ESPN also put together an altcast option for Game 3 in New York. This version was hosted by Pat McAfee, College GameDay analyst and host of The Pat McAfee Show, and his castmates. They were joined by Kendrick Perkins, Quentin Richardson, and special guests throughout the game.

== NASCAR Busch Series Telcel-Motorola Mexico 200 ==
The fifth installment of ESPN Full Circle aired on March 4, 2007, a NASCAR Busch Series race held at Autodromo Hermanos Rodriguez in Mexico City. This was the first NASCAR race on Full Circle. ESPN's regular NASCAR announce team of Dr. Jerry Punch called the race along with analysis from Rusty Wallace and Andy Petree. Allen Bestwick, Mike Massaro, Jamie Little, and Dave Burns reported from pit lane.

=== Coverage ===
- ESPN (ESPNHD) and ESPN Deportes featured a simulcast of the traditional race coverage in the Spanish language. This was the first event not covered in English by ESPN. During the race, viewers were asked to call 1-800-DEPORTES or log on to the network's website to express interest in adding it to their providers' channel lineups.
- ESPN2 (ESPN2HD) had the traditional race coverage in English.
- ESPN360 offered different camera views from the regular race.
- ESPNEWS provided updates through the event.
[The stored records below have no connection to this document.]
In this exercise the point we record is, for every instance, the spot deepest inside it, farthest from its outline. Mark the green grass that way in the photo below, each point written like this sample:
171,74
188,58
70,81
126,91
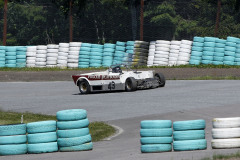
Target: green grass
98,130
224,157
101,68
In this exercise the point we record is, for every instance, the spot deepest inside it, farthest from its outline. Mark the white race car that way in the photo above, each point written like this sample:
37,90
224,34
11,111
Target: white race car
114,79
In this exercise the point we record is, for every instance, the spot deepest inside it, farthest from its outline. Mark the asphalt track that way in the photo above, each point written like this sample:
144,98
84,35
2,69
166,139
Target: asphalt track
178,100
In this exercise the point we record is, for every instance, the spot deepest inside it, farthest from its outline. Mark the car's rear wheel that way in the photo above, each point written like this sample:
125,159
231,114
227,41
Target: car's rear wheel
84,87
131,84
161,79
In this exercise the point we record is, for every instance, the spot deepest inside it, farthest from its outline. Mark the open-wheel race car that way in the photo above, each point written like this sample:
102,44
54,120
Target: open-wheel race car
115,79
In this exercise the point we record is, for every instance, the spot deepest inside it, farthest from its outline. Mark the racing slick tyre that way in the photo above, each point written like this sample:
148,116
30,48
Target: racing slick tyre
130,84
84,87
161,79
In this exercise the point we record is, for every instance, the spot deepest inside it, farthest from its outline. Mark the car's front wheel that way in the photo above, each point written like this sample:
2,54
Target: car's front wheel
131,84
84,87
161,79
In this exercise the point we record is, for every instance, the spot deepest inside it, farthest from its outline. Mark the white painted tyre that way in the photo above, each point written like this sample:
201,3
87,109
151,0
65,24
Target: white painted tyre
63,54
187,42
62,58
72,60
31,54
31,62
41,51
174,51
63,45
52,54
52,58
41,47
72,57
175,43
51,63
40,63
185,50
161,56
161,59
161,52
52,50
181,58
30,65
225,143
52,46
74,53
41,55
63,49
163,42
225,133
232,122
62,62
174,47
32,49
163,45
185,46
40,59
163,49
74,49
72,65
75,44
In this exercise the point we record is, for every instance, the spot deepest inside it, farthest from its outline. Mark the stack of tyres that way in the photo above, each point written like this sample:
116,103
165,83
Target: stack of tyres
108,53
21,57
73,133
161,53
230,49
184,52
13,139
62,55
73,54
208,50
119,55
130,51
41,56
52,55
151,53
31,56
84,55
140,55
237,55
226,133
96,55
11,56
2,56
189,135
197,51
218,55
42,137
174,53
156,136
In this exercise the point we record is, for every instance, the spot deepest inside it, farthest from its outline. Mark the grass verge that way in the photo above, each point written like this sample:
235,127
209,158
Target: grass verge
98,130
103,68
234,156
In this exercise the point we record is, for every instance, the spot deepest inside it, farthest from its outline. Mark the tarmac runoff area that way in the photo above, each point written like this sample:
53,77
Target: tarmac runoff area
178,100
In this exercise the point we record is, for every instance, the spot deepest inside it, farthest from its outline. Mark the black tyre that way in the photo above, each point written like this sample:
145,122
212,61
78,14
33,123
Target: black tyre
84,87
131,84
161,79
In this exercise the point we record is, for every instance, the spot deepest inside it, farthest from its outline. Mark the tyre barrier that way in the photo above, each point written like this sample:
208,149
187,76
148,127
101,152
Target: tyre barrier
156,136
73,133
189,135
225,133
13,139
42,137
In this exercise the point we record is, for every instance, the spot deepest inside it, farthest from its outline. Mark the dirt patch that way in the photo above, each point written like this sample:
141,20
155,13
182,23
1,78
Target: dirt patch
170,73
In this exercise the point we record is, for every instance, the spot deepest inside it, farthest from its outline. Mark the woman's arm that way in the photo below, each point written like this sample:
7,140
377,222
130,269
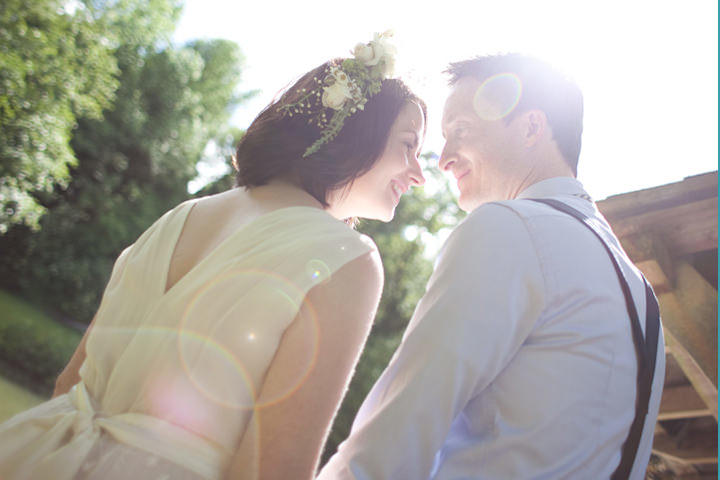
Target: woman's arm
286,436
70,374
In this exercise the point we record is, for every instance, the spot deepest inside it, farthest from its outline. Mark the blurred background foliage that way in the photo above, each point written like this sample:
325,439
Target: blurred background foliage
103,122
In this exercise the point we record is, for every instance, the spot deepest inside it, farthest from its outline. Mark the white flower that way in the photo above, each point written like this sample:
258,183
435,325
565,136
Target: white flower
335,95
363,53
378,49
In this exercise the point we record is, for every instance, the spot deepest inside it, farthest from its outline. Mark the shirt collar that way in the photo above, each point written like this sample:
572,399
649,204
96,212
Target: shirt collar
555,186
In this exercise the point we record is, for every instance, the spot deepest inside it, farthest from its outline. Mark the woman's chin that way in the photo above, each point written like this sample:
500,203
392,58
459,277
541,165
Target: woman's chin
382,216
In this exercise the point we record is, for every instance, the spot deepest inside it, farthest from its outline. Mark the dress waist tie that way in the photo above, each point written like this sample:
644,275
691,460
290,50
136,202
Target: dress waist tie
58,458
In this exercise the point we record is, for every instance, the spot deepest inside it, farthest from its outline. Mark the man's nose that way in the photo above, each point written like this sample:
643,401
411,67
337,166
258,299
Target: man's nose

== College Football Megacasts ==

=== Florida State at Miami ===
This was the third installment of ESPN Full Circle, which aired on September 4, 2006. The official name of this one was ESPN Full Circle: Florida State at Miami and the game was a college football matchup between the Florida State Seminoles at the Miami Hurricanes. ESPN's coverage of the game averaged 6,330,000 households (a 6.9 rating), making it the network's most-viewed college football game (including regular season and bowl games) ever. It was then the network's second highest-rated college football game (including regular season and bowl games) ever (behind a 7.7 rating for Florida State at Miami on ESPN October 8, 1994). The telecast was television's most-viewed program of the night across key male 18-to-34 (1,687,000 average), 18-to-49 (3,466,000) and 25-to-54 (3,453,000) demographics and fourth most-viewed program in households. Mike Patrick called the game along with analysis from Todd Blackledge and Holly Rowe reporting from the sideline.

==== Coverage ====
- ESPN (ESPNHD) featured the traditional coverage of a not so regular football game. It also had "look-ins" to how other entities were covering the game
- ESPN2 (ESPN2HD) offered coverage of the game utilizing multiple camera angles in a mosaic-style presentation. The screen featured the primary ESPN telecast surrounded by seven additional camera angles that include isolations of the coaches, quarterbacks, running backs, receivers and other key offensive and defensive matchups. The screen at the bottom featured the SkyCam angle throughout the entire game.
- ESPNU televised the game from the SkyCam angle and feature the unique commentary and perspectives of ESPN Radio's Colin Cowherd. He reacted to the game and was joined by special guests.
- ESPN 360 offered a simulcast feed of ESPNU's SkyCam presentation with extra stats during commercial breaks.
- ESPN Deportes offered traditional game coverage with Spanish language commentary.
- Mobile ESPN targeted specifically to sports fans will provide a variety of content, including game alerts, live updates and in-game polling.
- ESPN International had a traditional telecast offered to approximately 54 countries worldwide.
- ESPN.com had a live chat with Jim Donnan, reports from Ivan Maisel, GameCast's real-time animated game representation and in-game polling.
- ESPNEWS offered frequent updates and analysis.
- ESPN Radio provided in-game updates from GameNight, on-site reports and periodic live audio of Colin Cowherd's commentary from ESPNU.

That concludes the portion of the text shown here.